CAS2IOB is a converter of UIMA CAS XMI files exported from the INCEpTION annotation platform into IOB TSV files. In contrast to the internal convertor in INCEpTION, it handles the nested NER tags, NEL tags and components, and saves them into multiple columns of a TSV-file:
TOKEN NE-COARSE NE-FINE NE-FINE-COMP NE-NESTED NEL-WikidataQID
It reads the UIMA CAS XMI files using dkpro-cassis library.
pip install cas2iob
Import cas2iob:
import cas2iob
Convert ./input.xmi
with ./TypeSystem.xml
into ./output.tsv
:
cas2iob.file('./input.xmi', 'output.tsv')

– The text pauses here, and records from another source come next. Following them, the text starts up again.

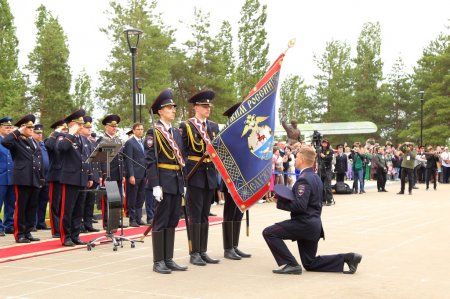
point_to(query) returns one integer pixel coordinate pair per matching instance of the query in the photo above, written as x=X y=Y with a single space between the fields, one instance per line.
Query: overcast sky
x=407 y=27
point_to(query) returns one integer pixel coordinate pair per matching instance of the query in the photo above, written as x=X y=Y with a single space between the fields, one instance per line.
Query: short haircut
x=308 y=153
x=135 y=125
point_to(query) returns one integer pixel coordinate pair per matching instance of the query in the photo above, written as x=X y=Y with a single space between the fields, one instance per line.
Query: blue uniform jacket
x=74 y=170
x=171 y=181
x=306 y=209
x=135 y=151
x=28 y=164
x=6 y=165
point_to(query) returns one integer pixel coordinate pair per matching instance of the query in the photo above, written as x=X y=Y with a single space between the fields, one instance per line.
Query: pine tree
x=12 y=83
x=48 y=65
x=253 y=46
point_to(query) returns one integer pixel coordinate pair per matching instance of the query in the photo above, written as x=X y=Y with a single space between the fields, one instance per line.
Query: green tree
x=48 y=65
x=432 y=76
x=368 y=75
x=333 y=92
x=154 y=58
x=253 y=46
x=82 y=96
x=12 y=83
x=400 y=103
x=295 y=103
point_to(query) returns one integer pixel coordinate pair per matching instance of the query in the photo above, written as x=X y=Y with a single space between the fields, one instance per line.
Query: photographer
x=324 y=159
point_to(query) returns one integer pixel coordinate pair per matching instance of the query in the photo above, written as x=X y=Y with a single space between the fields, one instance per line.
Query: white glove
x=157 y=193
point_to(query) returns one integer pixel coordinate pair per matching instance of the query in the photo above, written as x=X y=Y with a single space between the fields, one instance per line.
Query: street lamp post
x=421 y=116
x=140 y=85
x=133 y=36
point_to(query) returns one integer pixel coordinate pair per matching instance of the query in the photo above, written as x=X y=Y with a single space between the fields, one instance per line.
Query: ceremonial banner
x=242 y=151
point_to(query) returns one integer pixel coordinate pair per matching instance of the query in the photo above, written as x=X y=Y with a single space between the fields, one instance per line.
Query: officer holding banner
x=197 y=132
x=232 y=216
x=164 y=160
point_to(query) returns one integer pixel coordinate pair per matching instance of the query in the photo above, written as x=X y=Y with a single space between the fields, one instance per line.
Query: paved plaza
x=404 y=241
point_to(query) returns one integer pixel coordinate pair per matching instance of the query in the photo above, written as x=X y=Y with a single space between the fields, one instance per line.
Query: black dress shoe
x=78 y=242
x=22 y=240
x=288 y=269
x=231 y=254
x=241 y=253
x=32 y=239
x=160 y=267
x=208 y=259
x=68 y=243
x=134 y=224
x=352 y=260
x=196 y=259
x=174 y=266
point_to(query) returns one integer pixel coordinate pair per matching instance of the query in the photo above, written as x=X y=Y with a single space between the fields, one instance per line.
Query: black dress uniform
x=89 y=197
x=305 y=227
x=28 y=178
x=54 y=175
x=116 y=165
x=75 y=174
x=203 y=183
x=165 y=171
x=232 y=216
x=134 y=149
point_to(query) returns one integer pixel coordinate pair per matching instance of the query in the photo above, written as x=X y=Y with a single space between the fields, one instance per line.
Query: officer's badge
x=300 y=190
x=149 y=141
x=260 y=140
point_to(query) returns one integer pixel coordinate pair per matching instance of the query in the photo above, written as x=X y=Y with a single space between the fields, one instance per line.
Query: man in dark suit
x=44 y=192
x=164 y=160
x=340 y=168
x=76 y=175
x=135 y=175
x=54 y=175
x=232 y=216
x=197 y=132
x=89 y=197
x=111 y=123
x=28 y=177
x=304 y=202
x=7 y=196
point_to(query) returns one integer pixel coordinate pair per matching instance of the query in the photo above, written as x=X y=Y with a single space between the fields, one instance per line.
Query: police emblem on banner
x=260 y=139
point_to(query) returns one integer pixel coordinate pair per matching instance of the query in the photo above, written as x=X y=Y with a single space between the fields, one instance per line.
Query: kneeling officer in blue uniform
x=304 y=202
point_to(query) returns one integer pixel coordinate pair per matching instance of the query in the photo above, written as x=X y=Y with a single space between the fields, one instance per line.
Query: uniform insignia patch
x=300 y=190
x=149 y=141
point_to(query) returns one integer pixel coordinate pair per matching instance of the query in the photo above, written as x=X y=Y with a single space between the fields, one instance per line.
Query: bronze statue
x=293 y=133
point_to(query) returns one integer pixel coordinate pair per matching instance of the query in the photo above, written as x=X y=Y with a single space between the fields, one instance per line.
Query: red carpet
x=21 y=251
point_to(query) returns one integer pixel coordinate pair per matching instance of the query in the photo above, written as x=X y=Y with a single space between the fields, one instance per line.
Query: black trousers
x=135 y=195
x=430 y=173
x=25 y=212
x=407 y=172
x=55 y=206
x=381 y=179
x=230 y=210
x=199 y=203
x=340 y=177
x=275 y=236
x=167 y=212
x=72 y=202
x=325 y=176
x=42 y=207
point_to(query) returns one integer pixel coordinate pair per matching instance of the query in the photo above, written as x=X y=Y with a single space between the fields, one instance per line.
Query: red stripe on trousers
x=50 y=200
x=61 y=217
x=16 y=214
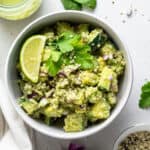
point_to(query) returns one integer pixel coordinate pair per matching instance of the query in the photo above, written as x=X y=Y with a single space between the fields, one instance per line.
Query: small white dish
x=130 y=130
x=11 y=72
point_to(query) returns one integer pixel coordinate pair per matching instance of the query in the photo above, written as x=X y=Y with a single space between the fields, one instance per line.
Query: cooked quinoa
x=136 y=141
x=84 y=89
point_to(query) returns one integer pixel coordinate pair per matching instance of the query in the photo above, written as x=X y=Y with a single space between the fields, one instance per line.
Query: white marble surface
x=136 y=33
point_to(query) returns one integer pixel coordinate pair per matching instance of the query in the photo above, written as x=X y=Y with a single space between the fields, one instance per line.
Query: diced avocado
x=43 y=102
x=47 y=120
x=81 y=109
x=108 y=49
x=111 y=98
x=30 y=106
x=88 y=78
x=117 y=63
x=80 y=97
x=46 y=54
x=106 y=79
x=83 y=28
x=93 y=94
x=75 y=122
x=51 y=111
x=98 y=42
x=94 y=33
x=62 y=83
x=62 y=27
x=114 y=84
x=100 y=110
x=101 y=63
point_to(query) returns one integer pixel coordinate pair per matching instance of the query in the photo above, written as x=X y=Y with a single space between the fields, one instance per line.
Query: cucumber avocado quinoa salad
x=69 y=75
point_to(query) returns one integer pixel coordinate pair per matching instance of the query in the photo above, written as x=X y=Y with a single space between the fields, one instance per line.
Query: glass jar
x=18 y=9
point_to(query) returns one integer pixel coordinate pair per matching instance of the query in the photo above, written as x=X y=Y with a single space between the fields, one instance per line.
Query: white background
x=135 y=32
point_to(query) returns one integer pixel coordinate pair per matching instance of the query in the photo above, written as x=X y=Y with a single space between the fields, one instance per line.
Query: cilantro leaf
x=84 y=58
x=55 y=55
x=145 y=96
x=65 y=46
x=90 y=4
x=67 y=40
x=81 y=1
x=71 y=5
x=53 y=67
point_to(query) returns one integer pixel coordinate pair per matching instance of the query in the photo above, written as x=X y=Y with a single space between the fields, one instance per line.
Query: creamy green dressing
x=10 y=2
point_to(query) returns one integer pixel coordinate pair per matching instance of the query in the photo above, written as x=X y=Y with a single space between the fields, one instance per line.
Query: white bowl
x=11 y=73
x=130 y=130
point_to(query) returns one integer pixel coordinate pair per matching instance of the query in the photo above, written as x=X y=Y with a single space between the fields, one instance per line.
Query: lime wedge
x=31 y=55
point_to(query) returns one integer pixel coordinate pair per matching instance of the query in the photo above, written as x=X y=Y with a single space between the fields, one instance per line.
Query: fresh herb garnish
x=71 y=5
x=145 y=96
x=79 y=4
x=68 y=49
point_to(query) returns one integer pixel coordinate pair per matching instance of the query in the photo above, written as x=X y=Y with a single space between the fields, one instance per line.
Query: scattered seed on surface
x=136 y=141
x=130 y=12
x=123 y=21
x=113 y=2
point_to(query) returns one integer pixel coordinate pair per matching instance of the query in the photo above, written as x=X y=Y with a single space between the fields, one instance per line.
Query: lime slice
x=30 y=56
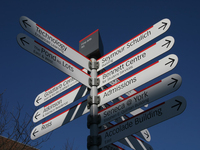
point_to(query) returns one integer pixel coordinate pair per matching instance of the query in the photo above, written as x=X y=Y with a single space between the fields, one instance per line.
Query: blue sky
x=24 y=76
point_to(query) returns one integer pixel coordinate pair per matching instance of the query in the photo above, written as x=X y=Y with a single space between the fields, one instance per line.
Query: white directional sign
x=134 y=43
x=137 y=60
x=141 y=98
x=135 y=143
x=112 y=147
x=39 y=32
x=53 y=59
x=55 y=90
x=146 y=119
x=131 y=141
x=67 y=116
x=60 y=103
x=160 y=67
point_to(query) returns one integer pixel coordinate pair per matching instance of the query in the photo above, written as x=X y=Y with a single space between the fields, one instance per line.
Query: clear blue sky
x=24 y=76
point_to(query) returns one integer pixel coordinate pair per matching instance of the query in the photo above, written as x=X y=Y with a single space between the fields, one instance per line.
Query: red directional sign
x=42 y=34
x=146 y=119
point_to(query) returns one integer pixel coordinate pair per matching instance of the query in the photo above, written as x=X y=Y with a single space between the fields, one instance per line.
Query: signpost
x=76 y=112
x=137 y=60
x=52 y=58
x=42 y=34
x=92 y=46
x=160 y=67
x=141 y=98
x=146 y=119
x=59 y=103
x=55 y=90
x=134 y=43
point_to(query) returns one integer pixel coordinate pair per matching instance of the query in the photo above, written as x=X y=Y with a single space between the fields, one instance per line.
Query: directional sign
x=134 y=43
x=131 y=141
x=60 y=103
x=141 y=98
x=112 y=147
x=52 y=58
x=146 y=119
x=42 y=34
x=137 y=60
x=135 y=143
x=160 y=67
x=55 y=90
x=144 y=133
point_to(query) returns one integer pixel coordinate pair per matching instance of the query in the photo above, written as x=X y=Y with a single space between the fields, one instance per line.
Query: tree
x=17 y=127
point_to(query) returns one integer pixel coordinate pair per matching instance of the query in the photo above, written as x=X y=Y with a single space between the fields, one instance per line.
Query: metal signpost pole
x=93 y=140
x=91 y=46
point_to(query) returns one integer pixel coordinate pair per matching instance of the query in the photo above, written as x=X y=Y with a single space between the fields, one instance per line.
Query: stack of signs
x=125 y=126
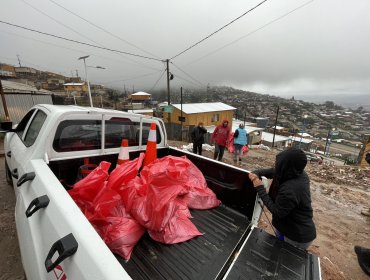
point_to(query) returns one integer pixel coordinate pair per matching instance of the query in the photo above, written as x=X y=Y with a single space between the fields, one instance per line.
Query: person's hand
x=255 y=180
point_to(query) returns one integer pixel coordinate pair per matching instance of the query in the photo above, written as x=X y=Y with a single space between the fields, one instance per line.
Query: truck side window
x=117 y=129
x=23 y=123
x=77 y=135
x=34 y=128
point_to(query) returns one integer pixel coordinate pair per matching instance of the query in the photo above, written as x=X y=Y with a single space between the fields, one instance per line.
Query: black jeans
x=197 y=148
x=219 y=152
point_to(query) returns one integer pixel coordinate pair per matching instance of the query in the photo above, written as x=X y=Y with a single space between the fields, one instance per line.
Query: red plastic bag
x=155 y=209
x=121 y=234
x=125 y=172
x=115 y=226
x=85 y=190
x=200 y=196
x=178 y=229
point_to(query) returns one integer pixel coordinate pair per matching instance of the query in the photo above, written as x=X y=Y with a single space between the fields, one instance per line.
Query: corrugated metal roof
x=140 y=111
x=73 y=84
x=268 y=137
x=140 y=93
x=14 y=87
x=194 y=108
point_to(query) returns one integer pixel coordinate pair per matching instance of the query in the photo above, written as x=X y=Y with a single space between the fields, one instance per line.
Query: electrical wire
x=182 y=78
x=78 y=51
x=133 y=78
x=160 y=77
x=61 y=23
x=103 y=29
x=78 y=42
x=75 y=31
x=218 y=30
x=250 y=33
x=188 y=74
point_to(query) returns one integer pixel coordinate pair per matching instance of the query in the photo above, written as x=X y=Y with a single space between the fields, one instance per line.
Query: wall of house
x=208 y=118
x=77 y=88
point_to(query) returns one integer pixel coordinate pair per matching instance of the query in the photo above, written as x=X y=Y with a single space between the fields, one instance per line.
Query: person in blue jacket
x=240 y=140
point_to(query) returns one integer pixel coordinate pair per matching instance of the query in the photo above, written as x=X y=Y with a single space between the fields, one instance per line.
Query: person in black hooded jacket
x=289 y=198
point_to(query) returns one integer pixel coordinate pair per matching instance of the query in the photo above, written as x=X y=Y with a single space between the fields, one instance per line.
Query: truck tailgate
x=266 y=257
x=203 y=257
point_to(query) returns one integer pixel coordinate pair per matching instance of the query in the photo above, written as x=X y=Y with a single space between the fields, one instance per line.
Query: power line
x=78 y=42
x=251 y=33
x=218 y=30
x=160 y=77
x=133 y=78
x=70 y=28
x=188 y=74
x=186 y=80
x=79 y=51
x=61 y=23
x=101 y=28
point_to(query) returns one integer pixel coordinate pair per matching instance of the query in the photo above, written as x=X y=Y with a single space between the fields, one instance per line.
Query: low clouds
x=283 y=47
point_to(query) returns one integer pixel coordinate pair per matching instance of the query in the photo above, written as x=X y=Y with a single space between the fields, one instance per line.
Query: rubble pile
x=340 y=175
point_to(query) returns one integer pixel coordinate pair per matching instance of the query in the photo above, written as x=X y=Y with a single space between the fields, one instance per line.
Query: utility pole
x=181 y=111
x=273 y=138
x=19 y=61
x=7 y=118
x=168 y=82
x=168 y=96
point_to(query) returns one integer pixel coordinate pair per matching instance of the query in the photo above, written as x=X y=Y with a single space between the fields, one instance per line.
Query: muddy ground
x=338 y=195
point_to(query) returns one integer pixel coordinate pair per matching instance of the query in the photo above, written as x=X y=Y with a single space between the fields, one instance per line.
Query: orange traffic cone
x=123 y=153
x=151 y=146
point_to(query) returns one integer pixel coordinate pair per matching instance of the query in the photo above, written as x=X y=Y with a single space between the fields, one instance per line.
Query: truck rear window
x=78 y=135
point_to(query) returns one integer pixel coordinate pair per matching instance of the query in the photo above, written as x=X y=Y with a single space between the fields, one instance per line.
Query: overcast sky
x=285 y=48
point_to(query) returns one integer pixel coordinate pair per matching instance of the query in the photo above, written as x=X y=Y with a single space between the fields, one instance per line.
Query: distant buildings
x=79 y=88
x=193 y=113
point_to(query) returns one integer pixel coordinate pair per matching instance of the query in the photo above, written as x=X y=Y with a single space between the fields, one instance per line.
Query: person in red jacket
x=220 y=136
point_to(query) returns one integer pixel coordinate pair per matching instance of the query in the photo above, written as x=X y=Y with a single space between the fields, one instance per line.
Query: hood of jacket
x=290 y=164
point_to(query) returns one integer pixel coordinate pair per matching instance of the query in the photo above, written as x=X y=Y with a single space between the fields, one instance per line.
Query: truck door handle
x=14 y=173
x=25 y=177
x=65 y=247
x=37 y=204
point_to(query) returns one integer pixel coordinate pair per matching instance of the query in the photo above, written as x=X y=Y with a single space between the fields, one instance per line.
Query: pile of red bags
x=123 y=205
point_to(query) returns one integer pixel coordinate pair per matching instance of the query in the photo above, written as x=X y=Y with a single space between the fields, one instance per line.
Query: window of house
x=215 y=117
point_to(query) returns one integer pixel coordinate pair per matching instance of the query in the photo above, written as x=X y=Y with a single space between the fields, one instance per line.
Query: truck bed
x=230 y=248
x=203 y=257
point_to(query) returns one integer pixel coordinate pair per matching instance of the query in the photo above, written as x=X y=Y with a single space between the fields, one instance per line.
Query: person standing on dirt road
x=220 y=136
x=289 y=198
x=240 y=140
x=197 y=137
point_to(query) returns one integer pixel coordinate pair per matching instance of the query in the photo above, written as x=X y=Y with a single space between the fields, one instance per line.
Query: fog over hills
x=346 y=100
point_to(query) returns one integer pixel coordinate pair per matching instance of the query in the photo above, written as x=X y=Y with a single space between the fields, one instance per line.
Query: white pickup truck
x=57 y=241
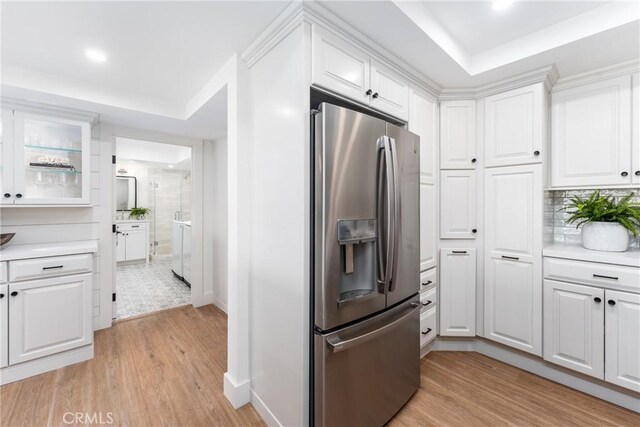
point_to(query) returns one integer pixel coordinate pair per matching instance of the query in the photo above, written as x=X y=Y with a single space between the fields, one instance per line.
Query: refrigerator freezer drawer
x=365 y=373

Convert all files in ./input
folder with ./TypeSystem.xml
into ./output
folder:
cas2iob.folder('./input', './output')
If ./TypeSystem.xml
is located in a different folder, add it to the commands above as the third argument.
If you don't want to include column names in a TSV-file, add the forth argument metadata=False
.
% cas2iob --help
Usage: cas2iob [OPTIONS] INPUT_PATH OUTPUT_PATH [TYPESYSTEM_XML] [METADATA]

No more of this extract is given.